OWASP Agentic Top 10 compliance
AGT maps directly to all ten categories in the OWASP Agentic Top 10, published in early 2026:
- Prompt Injection — intercepted before reaching the LLM
- Sensitive Information Disclosure — data exfiltration policies block unauthorised output
- Supply Chain Vulnerabilities — policy signing and verification for agent packages
- Data Poisoning — input validation at the kernel layer
- Model Denial of Service — rate limiting and resource budgets
- Excessive Agency — ring-based privilege boundaries
- System Prompt Leakage — prompt content never reaches tool execution layer
- Code Interpreter Abuse — sandboxed execution with allowlisted capabilities
- Improper Authorization — AgentMesh identity verification on every call
- Overreliance on LLM — deterministic policy enforcement, not LLM judgment
Performance
The policy kernel is designed for the hot path. Benchmark results from the published evaluation:
- 0.011ms per single policy evaluation
- 0.103ms for a full kernel evaluation (all active policies)

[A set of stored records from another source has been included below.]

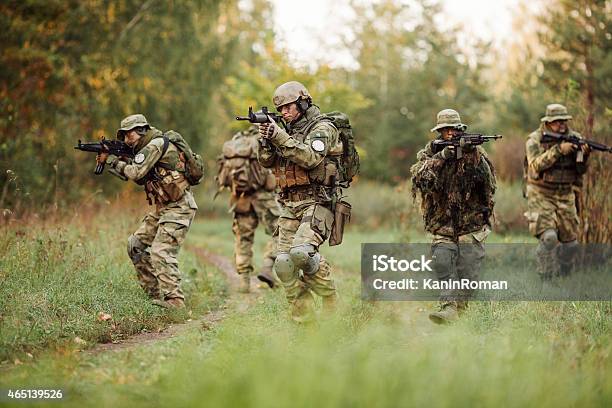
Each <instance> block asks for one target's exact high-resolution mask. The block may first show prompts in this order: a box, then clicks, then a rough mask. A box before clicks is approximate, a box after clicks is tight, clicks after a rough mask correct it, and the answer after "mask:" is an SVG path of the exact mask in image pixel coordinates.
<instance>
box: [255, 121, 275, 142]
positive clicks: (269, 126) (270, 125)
mask: <svg viewBox="0 0 612 408" xmlns="http://www.w3.org/2000/svg"><path fill="white" fill-rule="evenodd" d="M279 130H280V127H278V125H277V124H276V122H274V121H273V120H272V119H270V122H267V123H261V124H260V125H259V134H260V135H261V137H263V138H264V139H271V138H272V137H274V135H275V134H276V133H278V131H279Z"/></svg>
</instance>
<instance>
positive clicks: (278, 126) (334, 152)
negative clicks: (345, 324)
mask: <svg viewBox="0 0 612 408" xmlns="http://www.w3.org/2000/svg"><path fill="white" fill-rule="evenodd" d="M272 101H273V103H274V106H275V107H276V109H277V110H278V111H279V112H280V113H281V115H282V116H283V119H284V121H285V122H286V123H287V125H288V131H285V130H283V129H281V128H280V127H279V126H278V125H277V124H276V123H275V122H274V121H271V122H270V123H265V124H262V125H260V127H259V132H260V135H261V139H262V142H260V144H259V149H258V158H259V162H260V163H261V164H262V165H263V166H264V167H269V168H272V171H273V172H274V174H275V176H276V181H277V187H278V189H279V191H280V195H279V197H280V203H281V215H280V217H279V221H278V228H279V237H278V248H277V256H276V260H275V263H274V270H275V272H276V275H277V276H278V278H279V280H280V281H281V282H282V284H283V287H284V288H285V291H286V295H287V299H288V301H289V303H290V305H291V314H292V318H293V319H294V320H296V321H298V322H301V321H305V320H309V319H310V318H312V313H313V308H312V307H313V296H312V294H313V293H314V294H316V295H318V296H321V297H322V299H323V307H324V310H329V309H333V308H334V306H335V303H336V299H337V295H336V288H335V285H334V281H333V280H332V277H331V266H330V264H329V262H328V261H327V259H326V258H325V257H323V256H322V255H321V254H320V253H319V246H320V245H321V244H322V243H323V242H325V240H326V239H328V238H329V235H330V232H331V228H332V224H333V214H332V211H331V208H332V202H333V201H334V200H335V199H336V197H338V194H339V190H338V187H337V184H336V182H335V181H336V177H337V174H338V169H337V166H336V162H335V161H334V160H332V159H331V158H332V157H333V156H334V155H338V154H341V152H342V143H341V141H340V139H339V132H338V129H337V128H336V127H335V126H334V124H333V123H332V122H331V121H329V120H325V115H322V114H321V112H320V110H319V108H318V107H317V106H316V105H314V104H313V103H312V97H311V95H310V93H309V92H308V90H307V89H306V88H305V87H304V85H302V84H300V83H299V82H296V81H291V82H287V83H285V84H282V85H281V86H279V87H278V88H277V89H276V91H275V92H274V97H273V99H272ZM264 140H265V142H263V141H264Z"/></svg>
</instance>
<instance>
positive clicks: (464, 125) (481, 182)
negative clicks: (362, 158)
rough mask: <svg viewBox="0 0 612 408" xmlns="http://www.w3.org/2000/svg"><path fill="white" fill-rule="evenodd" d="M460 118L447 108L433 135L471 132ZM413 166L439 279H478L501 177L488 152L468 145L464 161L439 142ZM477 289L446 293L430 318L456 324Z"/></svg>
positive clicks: (437, 276)
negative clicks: (430, 241) (432, 235)
mask: <svg viewBox="0 0 612 408" xmlns="http://www.w3.org/2000/svg"><path fill="white" fill-rule="evenodd" d="M466 129H467V126H466V125H465V124H463V123H462V122H461V117H460V116H459V113H458V112H457V111H455V110H453V109H444V110H442V111H440V112H439V113H438V115H437V123H436V126H434V127H433V128H432V129H431V131H432V132H438V139H444V140H448V139H450V138H452V137H453V136H454V135H455V134H456V133H458V132H462V131H465V130H466ZM417 160H418V161H417V163H416V164H415V165H413V166H412V168H411V173H412V191H413V195H414V196H416V194H417V193H419V194H420V197H421V211H422V212H423V220H424V222H425V230H426V231H428V232H429V233H431V234H432V235H433V240H432V261H433V262H432V266H433V269H434V271H435V273H436V275H437V277H438V279H439V280H458V279H470V280H477V279H478V275H479V269H480V264H481V262H482V259H483V258H484V255H485V252H484V240H485V239H486V237H487V236H488V235H489V233H490V232H491V221H490V218H491V216H492V215H493V206H494V201H493V195H494V194H495V187H496V185H495V173H494V169H493V165H492V163H491V162H490V161H489V159H488V157H487V155H486V153H485V150H484V149H482V148H481V147H480V146H466V148H464V154H463V156H462V157H461V158H460V159H457V158H456V154H455V149H454V147H453V146H447V147H445V148H444V149H443V150H441V151H436V147H435V145H434V143H433V142H429V143H428V144H427V145H426V146H425V148H424V149H422V150H421V151H419V152H418V153H417ZM471 295H472V291H471V290H465V289H461V290H443V291H441V293H440V305H439V309H438V310H437V311H435V312H432V313H431V314H430V315H429V318H430V319H431V321H433V322H434V323H438V324H442V323H450V322H453V321H455V320H457V318H458V317H459V313H461V312H463V311H465V310H466V308H467V303H468V300H469V299H470V297H471Z"/></svg>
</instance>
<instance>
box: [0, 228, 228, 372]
mask: <svg viewBox="0 0 612 408" xmlns="http://www.w3.org/2000/svg"><path fill="white" fill-rule="evenodd" d="M97 221H98V222H100V223H101V222H102V220H101V218H99V219H97ZM106 222H108V221H106ZM93 225H96V223H95V222H94V223H93V224H88V225H87V226H78V224H77V223H69V222H66V224H65V225H61V224H60V225H58V226H49V227H37V226H35V225H28V226H27V228H23V229H11V230H5V231H6V234H2V238H1V239H0V361H5V360H10V361H13V360H15V359H21V360H23V359H24V358H27V353H29V354H32V353H36V352H37V351H39V350H42V349H46V348H49V347H54V346H58V347H61V346H64V345H67V344H70V343H74V341H75V338H77V337H78V338H79V339H82V340H84V341H86V342H87V343H89V344H90V345H91V344H95V343H98V342H110V341H116V340H120V339H122V338H124V337H126V336H128V335H130V334H134V333H138V332H140V331H142V330H154V329H158V328H160V327H164V326H166V325H167V324H168V323H169V322H176V321H183V320H185V319H186V318H188V317H189V315H188V312H187V311H178V312H177V311H174V312H168V311H166V310H162V309H160V308H159V307H156V306H153V305H151V303H150V301H149V299H148V298H147V296H146V295H145V294H144V292H143V291H142V289H141V288H140V286H139V285H138V282H137V279H136V274H135V271H134V269H133V267H132V264H131V262H130V260H129V258H128V256H127V254H126V239H127V236H128V235H129V234H130V233H131V231H132V230H133V229H135V228H136V226H137V218H132V219H131V218H130V217H126V216H124V217H118V218H116V220H115V221H114V222H111V224H110V225H108V223H107V224H106V228H105V229H103V230H99V231H98V232H91V231H96V229H95V228H92V226H93ZM98 225H102V224H98ZM180 262H181V268H182V270H183V271H184V272H185V279H184V282H183V283H184V285H183V287H184V289H185V291H186V292H187V301H188V307H189V310H192V311H193V312H195V313H198V314H200V313H202V312H204V311H206V310H209V309H210V308H214V307H216V305H217V304H218V303H219V301H220V299H221V297H222V296H221V295H222V291H223V285H224V283H223V281H222V279H220V277H218V276H217V275H213V274H210V271H209V270H207V269H206V268H203V267H202V266H200V265H198V264H197V262H196V260H195V258H194V257H193V255H191V254H189V253H187V252H185V251H183V253H182V254H181V257H180ZM99 313H105V314H109V315H111V316H112V318H111V319H110V320H106V321H100V320H99V319H98V314H99ZM77 342H80V340H78V339H77Z"/></svg>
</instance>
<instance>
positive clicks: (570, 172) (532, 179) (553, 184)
mask: <svg viewBox="0 0 612 408" xmlns="http://www.w3.org/2000/svg"><path fill="white" fill-rule="evenodd" d="M555 144H557V143H542V144H541V146H542V147H543V148H544V149H546V150H548V149H550V148H552V147H553V146H554V145H555ZM576 159H577V152H573V153H571V154H566V155H562V156H561V157H559V158H558V159H557V160H556V161H555V163H554V164H553V165H552V166H551V167H549V168H548V169H546V170H544V171H542V172H540V173H539V175H538V176H537V177H531V175H530V177H529V182H530V183H532V184H536V185H541V186H543V187H558V186H562V185H568V186H569V185H570V184H574V183H576V182H578V181H579V180H580V173H579V172H578V168H577V164H576ZM529 173H531V172H529Z"/></svg>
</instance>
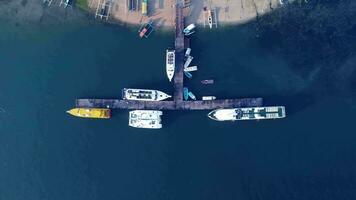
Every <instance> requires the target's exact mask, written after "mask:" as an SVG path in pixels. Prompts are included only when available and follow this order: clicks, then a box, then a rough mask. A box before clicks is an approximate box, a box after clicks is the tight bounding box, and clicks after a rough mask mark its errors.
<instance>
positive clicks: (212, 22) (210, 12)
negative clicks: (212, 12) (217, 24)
mask: <svg viewBox="0 0 356 200" xmlns="http://www.w3.org/2000/svg"><path fill="white" fill-rule="evenodd" d="M208 24H209V28H210V29H212V28H213V16H212V13H211V10H208Z"/></svg>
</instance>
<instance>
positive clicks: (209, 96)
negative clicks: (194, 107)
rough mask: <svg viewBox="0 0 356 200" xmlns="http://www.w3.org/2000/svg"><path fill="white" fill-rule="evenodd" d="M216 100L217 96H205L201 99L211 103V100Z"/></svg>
mask: <svg viewBox="0 0 356 200" xmlns="http://www.w3.org/2000/svg"><path fill="white" fill-rule="evenodd" d="M215 99H216V97H215V96H203V97H202V98H201V100H203V101H211V100H215Z"/></svg>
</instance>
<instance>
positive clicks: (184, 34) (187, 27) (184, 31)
mask: <svg viewBox="0 0 356 200" xmlns="http://www.w3.org/2000/svg"><path fill="white" fill-rule="evenodd" d="M194 29H195V24H190V25H188V26H187V27H186V28H185V29H184V30H183V33H184V35H187V36H188V35H191V34H193V33H194Z"/></svg>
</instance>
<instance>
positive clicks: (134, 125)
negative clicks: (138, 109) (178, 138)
mask: <svg viewBox="0 0 356 200" xmlns="http://www.w3.org/2000/svg"><path fill="white" fill-rule="evenodd" d="M162 114H163V113H162V111H159V110H133V111H130V112H129V126H131V127H134V128H144V129H160V128H162V124H161V115H162Z"/></svg>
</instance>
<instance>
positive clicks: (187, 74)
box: [184, 71, 193, 78]
mask: <svg viewBox="0 0 356 200" xmlns="http://www.w3.org/2000/svg"><path fill="white" fill-rule="evenodd" d="M184 75H185V76H186V77H188V78H192V77H193V75H192V74H191V73H189V72H186V71H184Z"/></svg>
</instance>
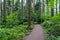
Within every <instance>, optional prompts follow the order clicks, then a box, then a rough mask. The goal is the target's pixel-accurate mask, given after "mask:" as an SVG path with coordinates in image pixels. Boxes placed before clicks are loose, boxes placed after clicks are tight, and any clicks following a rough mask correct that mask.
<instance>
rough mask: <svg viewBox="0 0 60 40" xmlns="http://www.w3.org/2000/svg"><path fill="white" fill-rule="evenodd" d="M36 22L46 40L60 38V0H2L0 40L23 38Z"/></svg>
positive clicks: (32, 27)
mask: <svg viewBox="0 0 60 40" xmlns="http://www.w3.org/2000/svg"><path fill="white" fill-rule="evenodd" d="M35 22H38V23H39V24H40V25H42V26H43V29H44V30H45V32H46V40H60V0H0V40H20V39H21V40H22V39H23V38H24V37H25V36H26V35H28V34H29V33H30V32H31V30H32V29H33V28H34V23H35Z"/></svg>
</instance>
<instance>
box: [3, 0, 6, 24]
mask: <svg viewBox="0 0 60 40" xmlns="http://www.w3.org/2000/svg"><path fill="white" fill-rule="evenodd" d="M3 9H4V11H3V24H6V0H4V6H3Z"/></svg>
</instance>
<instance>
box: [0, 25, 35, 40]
mask: <svg viewBox="0 0 60 40" xmlns="http://www.w3.org/2000/svg"><path fill="white" fill-rule="evenodd" d="M33 27H34V25H31V26H30V27H29V28H30V29H28V25H19V26H16V27H13V28H0V40H22V38H23V37H25V36H26V35H28V34H29V33H30V31H31V30H32V29H33Z"/></svg>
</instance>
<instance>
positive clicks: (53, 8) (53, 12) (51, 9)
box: [51, 8, 54, 17]
mask: <svg viewBox="0 0 60 40" xmlns="http://www.w3.org/2000/svg"><path fill="white" fill-rule="evenodd" d="M52 16H54V8H51V17H52Z"/></svg>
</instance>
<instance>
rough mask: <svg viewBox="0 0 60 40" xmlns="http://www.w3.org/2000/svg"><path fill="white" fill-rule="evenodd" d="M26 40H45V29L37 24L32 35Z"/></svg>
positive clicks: (38, 24)
mask: <svg viewBox="0 0 60 40" xmlns="http://www.w3.org/2000/svg"><path fill="white" fill-rule="evenodd" d="M24 40H45V36H44V30H43V28H42V27H41V26H40V25H39V24H36V25H35V26H34V29H33V30H32V32H31V33H30V35H28V36H26V37H25V38H24Z"/></svg>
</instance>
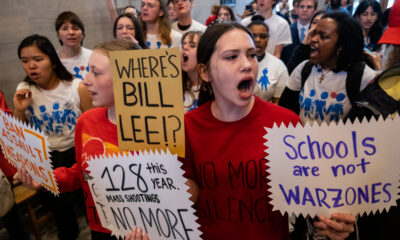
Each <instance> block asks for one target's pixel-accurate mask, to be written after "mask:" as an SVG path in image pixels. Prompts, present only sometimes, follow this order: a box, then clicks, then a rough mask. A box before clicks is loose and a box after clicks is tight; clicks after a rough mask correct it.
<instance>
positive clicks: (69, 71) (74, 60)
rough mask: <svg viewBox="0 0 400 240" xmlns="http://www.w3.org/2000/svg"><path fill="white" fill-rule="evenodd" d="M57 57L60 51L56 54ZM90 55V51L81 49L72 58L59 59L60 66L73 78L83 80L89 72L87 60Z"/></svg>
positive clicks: (60, 52) (88, 67) (59, 50)
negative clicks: (66, 70)
mask: <svg viewBox="0 0 400 240" xmlns="http://www.w3.org/2000/svg"><path fill="white" fill-rule="evenodd" d="M57 54H58V57H60V55H61V49H60V50H59V51H58V52H57ZM91 54H92V50H90V49H87V48H84V47H81V52H80V53H79V54H78V55H77V56H75V57H72V58H61V57H60V60H61V62H62V64H64V66H65V68H66V69H67V70H68V71H69V72H70V73H71V74H72V75H73V76H74V78H79V79H81V80H83V79H84V78H85V76H86V74H87V73H88V72H89V66H88V63H89V58H90V55H91Z"/></svg>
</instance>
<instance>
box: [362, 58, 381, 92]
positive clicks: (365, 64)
mask: <svg viewBox="0 0 400 240" xmlns="http://www.w3.org/2000/svg"><path fill="white" fill-rule="evenodd" d="M377 75H378V73H377V72H376V71H375V70H373V69H372V68H370V67H369V66H368V65H367V64H365V68H364V72H363V75H362V79H361V85H360V89H361V90H362V89H364V88H365V87H366V86H367V85H368V84H369V83H370V82H371V81H372V80H373V79H375V77H376V76H377Z"/></svg>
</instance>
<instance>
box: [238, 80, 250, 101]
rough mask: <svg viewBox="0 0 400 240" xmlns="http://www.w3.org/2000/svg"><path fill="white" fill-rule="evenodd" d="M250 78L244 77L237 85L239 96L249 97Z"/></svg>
mask: <svg viewBox="0 0 400 240" xmlns="http://www.w3.org/2000/svg"><path fill="white" fill-rule="evenodd" d="M251 83H252V79H250V78H249V79H244V80H243V81H241V82H240V83H239V85H238V87H237V89H238V90H239V96H240V97H241V98H249V97H251V95H252V94H253V93H252V91H251V90H252V84H251Z"/></svg>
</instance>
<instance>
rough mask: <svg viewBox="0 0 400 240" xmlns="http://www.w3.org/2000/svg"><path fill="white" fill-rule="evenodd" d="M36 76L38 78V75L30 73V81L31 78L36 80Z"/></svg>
mask: <svg viewBox="0 0 400 240" xmlns="http://www.w3.org/2000/svg"><path fill="white" fill-rule="evenodd" d="M38 76H39V74H38V73H31V74H30V76H29V77H30V78H31V79H32V78H37V77H38Z"/></svg>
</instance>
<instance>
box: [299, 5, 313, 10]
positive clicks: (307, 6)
mask: <svg viewBox="0 0 400 240" xmlns="http://www.w3.org/2000/svg"><path fill="white" fill-rule="evenodd" d="M299 8H300V9H307V10H311V9H313V8H314V7H313V6H311V5H308V6H305V5H300V6H299Z"/></svg>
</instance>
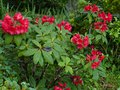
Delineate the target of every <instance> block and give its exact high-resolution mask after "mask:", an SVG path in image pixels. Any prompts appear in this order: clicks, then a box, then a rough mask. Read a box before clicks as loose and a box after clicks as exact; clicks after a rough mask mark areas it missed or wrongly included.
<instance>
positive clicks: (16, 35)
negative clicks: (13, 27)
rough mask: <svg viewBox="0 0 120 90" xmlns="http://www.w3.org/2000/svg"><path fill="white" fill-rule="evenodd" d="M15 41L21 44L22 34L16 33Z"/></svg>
mask: <svg viewBox="0 0 120 90" xmlns="http://www.w3.org/2000/svg"><path fill="white" fill-rule="evenodd" d="M14 42H15V44H16V45H17V46H20V44H21V42H22V37H21V35H15V36H14Z"/></svg>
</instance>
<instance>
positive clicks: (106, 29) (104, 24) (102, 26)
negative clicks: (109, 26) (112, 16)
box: [101, 23, 108, 32]
mask: <svg viewBox="0 0 120 90" xmlns="http://www.w3.org/2000/svg"><path fill="white" fill-rule="evenodd" d="M107 29H108V27H107V24H106V23H103V24H102V26H101V31H102V32H104V31H106V30H107Z"/></svg>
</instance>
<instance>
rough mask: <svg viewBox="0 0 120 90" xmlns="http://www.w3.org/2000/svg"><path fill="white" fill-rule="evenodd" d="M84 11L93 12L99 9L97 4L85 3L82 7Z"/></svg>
mask: <svg viewBox="0 0 120 90" xmlns="http://www.w3.org/2000/svg"><path fill="white" fill-rule="evenodd" d="M84 11H91V12H93V13H95V12H98V11H100V9H99V8H98V7H97V5H95V4H93V5H87V6H85V7H84Z"/></svg>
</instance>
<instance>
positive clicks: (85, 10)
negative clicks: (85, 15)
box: [84, 5, 92, 11]
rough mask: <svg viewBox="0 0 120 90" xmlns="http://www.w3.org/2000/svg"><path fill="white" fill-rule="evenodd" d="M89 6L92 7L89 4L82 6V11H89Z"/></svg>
mask: <svg viewBox="0 0 120 90" xmlns="http://www.w3.org/2000/svg"><path fill="white" fill-rule="evenodd" d="M91 8H92V6H91V5H87V6H85V7H84V11H90V10H91Z"/></svg>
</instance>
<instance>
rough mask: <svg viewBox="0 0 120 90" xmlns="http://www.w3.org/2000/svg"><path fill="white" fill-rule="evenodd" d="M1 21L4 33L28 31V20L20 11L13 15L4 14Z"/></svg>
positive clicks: (2, 28)
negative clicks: (3, 18) (26, 18)
mask: <svg viewBox="0 0 120 90" xmlns="http://www.w3.org/2000/svg"><path fill="white" fill-rule="evenodd" d="M1 22H2V29H3V31H4V32H5V33H8V34H11V35H16V34H23V33H26V32H27V31H28V26H29V21H28V19H26V18H24V17H23V16H22V14H21V13H20V12H18V13H15V15H14V16H13V17H10V16H9V14H6V16H5V17H4V19H3V20H2V21H1Z"/></svg>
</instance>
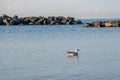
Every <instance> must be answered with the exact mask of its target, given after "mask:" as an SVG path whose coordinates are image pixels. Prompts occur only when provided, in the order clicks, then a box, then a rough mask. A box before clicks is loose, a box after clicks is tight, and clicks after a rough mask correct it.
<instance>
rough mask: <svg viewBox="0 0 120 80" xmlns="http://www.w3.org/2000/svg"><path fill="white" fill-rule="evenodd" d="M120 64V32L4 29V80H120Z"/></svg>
mask: <svg viewBox="0 0 120 80" xmlns="http://www.w3.org/2000/svg"><path fill="white" fill-rule="evenodd" d="M76 48H79V49H80V52H79V58H78V59H77V58H76V57H67V53H66V51H69V50H70V51H74V49H76ZM119 63H120V28H84V27H82V25H72V26H70V25H69V26H63V25H60V26H59V25H56V26H50V25H49V26H0V80H120V64H119Z"/></svg>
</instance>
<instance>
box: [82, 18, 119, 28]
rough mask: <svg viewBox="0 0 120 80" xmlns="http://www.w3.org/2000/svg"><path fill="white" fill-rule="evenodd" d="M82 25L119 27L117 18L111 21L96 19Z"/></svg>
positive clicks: (88, 25)
mask: <svg viewBox="0 0 120 80" xmlns="http://www.w3.org/2000/svg"><path fill="white" fill-rule="evenodd" d="M83 26H84V27H120V21H119V20H112V21H96V22H92V23H84V24H83Z"/></svg>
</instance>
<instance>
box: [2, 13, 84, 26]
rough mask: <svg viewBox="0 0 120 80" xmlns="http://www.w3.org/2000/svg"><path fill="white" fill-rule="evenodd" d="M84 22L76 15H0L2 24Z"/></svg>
mask: <svg viewBox="0 0 120 80" xmlns="http://www.w3.org/2000/svg"><path fill="white" fill-rule="evenodd" d="M75 24H82V22H81V20H75V18H74V17H64V16H58V17H55V16H49V17H43V16H39V17H20V18H19V17H18V16H17V15H14V16H13V17H10V16H8V15H6V14H3V15H2V16H0V25H7V26H9V25H75Z"/></svg>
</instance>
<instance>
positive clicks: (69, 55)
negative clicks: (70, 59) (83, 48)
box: [67, 49, 80, 57]
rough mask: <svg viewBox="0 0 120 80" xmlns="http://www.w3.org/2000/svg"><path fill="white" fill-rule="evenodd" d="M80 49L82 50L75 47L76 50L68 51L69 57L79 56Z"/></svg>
mask: <svg viewBox="0 0 120 80" xmlns="http://www.w3.org/2000/svg"><path fill="white" fill-rule="evenodd" d="M78 51H80V50H79V49H75V52H72V51H68V52H67V53H68V57H73V56H77V57H78Z"/></svg>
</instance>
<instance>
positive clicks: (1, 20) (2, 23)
mask: <svg viewBox="0 0 120 80" xmlns="http://www.w3.org/2000/svg"><path fill="white" fill-rule="evenodd" d="M0 25H3V18H2V17H0Z"/></svg>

- 47,000 operations per second at 1,000 concurrent agents
- 10,000x faster than inserting a policy check as an LLM call
In production, one early adopter reported 473 unauthorised actions blocked over 11 days with a total enforcement overhead of 0.43 seconds. The policy kernel adds less latency than a typical network round-trip.
Getting started
pip install "agent-governance-toolkit[full]"
from agt import PolicyEvaluator, PolicyDocument, PolicyRule, Effect
policy = PolicyDocument(rules=[
PolicyRule(
id="no-shell-access",
effect=Effect.DENY,
action="bash:*",
condition="agent.ring > 1"
),
PolicyRule(
id="read-only-database",
effect=Effect.DENY,
action="sql:write",
resource="production_*"
)
])
evaluator = PolicyEvaluator(policy)
result = evaluator.evaluate(
agent_id="code-reviewer",
action="bash:rm -rf /",
resource="/tmp/cache",
context={"ring": 1}
)
# result.allowed == False
# result.matched_rule == "no-shell-access"
Where it fits
AGT enters a crowded space. NeMo Guardrails (NVIDIA) and Llama Guard (Meta) take a similar prompt-centric approach. Guardrails AI and Lakera focus on input/output filtering. Bedrock Guardrails provides AWS-native policy enforcement. What distinguishes AGT is the operating system analogy: governance as a kernel concern, not an application concern. The question for teams evaluating AGT is whether the added architectural complexity is justified by the security guarantees. For organisations running agents with access to production systems, the answer is increasingly clear.
The toolkit is in public preview. Microsoft has stated its intention to move it to a foundation governance model once the API stabilises. The repository is at github.com/microsoft/agent-governance-toolkit.